What is the precise mathematical description of an incoherent single-frequency signal for any type of wave? The reason I'm asking is because of the following apparent paradox in which incoherent light cannot exist.
Consider sunlight, for example, which has passed through a polarizing filter and frequency filter, so that only waves with wave numbers very close to $k_0$ are allowed to pass through. Since sunlight is totally incoherent, it seems reasonable to model the signal as a sum of sine waves $E_\alpha(x,t)=A_\alpha\sin(k_0x-\omega_0t+\phi_\alpha),$ where $E$ is the electric field in the direction of the polarizing filter, $\omega_0=ck_0$, $A_\alpha$ is a random amplitude, and $\phi_\alpha$ is a random phase shift. If the light were coherent, then the $\phi_\alpha$'s would all be identical; so it seems reasonable that for "maximal incoherence" the $\phi$'s and $A_\alpha$'s would be different and uniformly distributed. But then for every component with phase shift $\phi$ and amplitude $A$, there exists a wave $A_\alpha\sin(k_0x-\omega t-\phi-\pi)$, which cancels the original. Hence all components cancel and there is no wave (spectrometer detects nothing).

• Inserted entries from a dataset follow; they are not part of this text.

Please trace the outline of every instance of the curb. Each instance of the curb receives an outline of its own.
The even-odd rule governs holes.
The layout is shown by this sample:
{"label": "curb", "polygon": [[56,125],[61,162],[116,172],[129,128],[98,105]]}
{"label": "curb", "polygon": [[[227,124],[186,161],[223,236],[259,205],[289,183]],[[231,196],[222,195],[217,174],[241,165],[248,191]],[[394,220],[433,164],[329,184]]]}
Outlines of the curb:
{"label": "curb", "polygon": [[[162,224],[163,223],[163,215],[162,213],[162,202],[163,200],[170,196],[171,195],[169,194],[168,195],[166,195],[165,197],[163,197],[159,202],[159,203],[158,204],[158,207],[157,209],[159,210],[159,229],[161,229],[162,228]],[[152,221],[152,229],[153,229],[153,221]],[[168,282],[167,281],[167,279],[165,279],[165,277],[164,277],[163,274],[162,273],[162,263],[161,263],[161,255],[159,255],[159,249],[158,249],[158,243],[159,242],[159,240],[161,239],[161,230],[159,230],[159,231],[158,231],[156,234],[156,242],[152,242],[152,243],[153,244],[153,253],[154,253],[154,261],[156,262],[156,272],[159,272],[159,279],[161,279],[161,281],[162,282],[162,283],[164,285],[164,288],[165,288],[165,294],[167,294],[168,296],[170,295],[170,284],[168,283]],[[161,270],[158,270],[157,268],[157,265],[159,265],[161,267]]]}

So what's the flaw here? I'm guessing the model of incoherent light is where the problem lies, but maybe it's in the reasoning. I'm also curious whether or not the answer necessarily relies on quantum mechanics.
Since there are some votes to close based on the proposed duplicate, I'll just say that both questions get at the same idea, but I think mine (which could also have focused on polarization) is more specific, since I'm asking for a precise model and whether quantum physics is a necessary part of the explanation.
From what I can tell, the answers to the linked question do not address these points.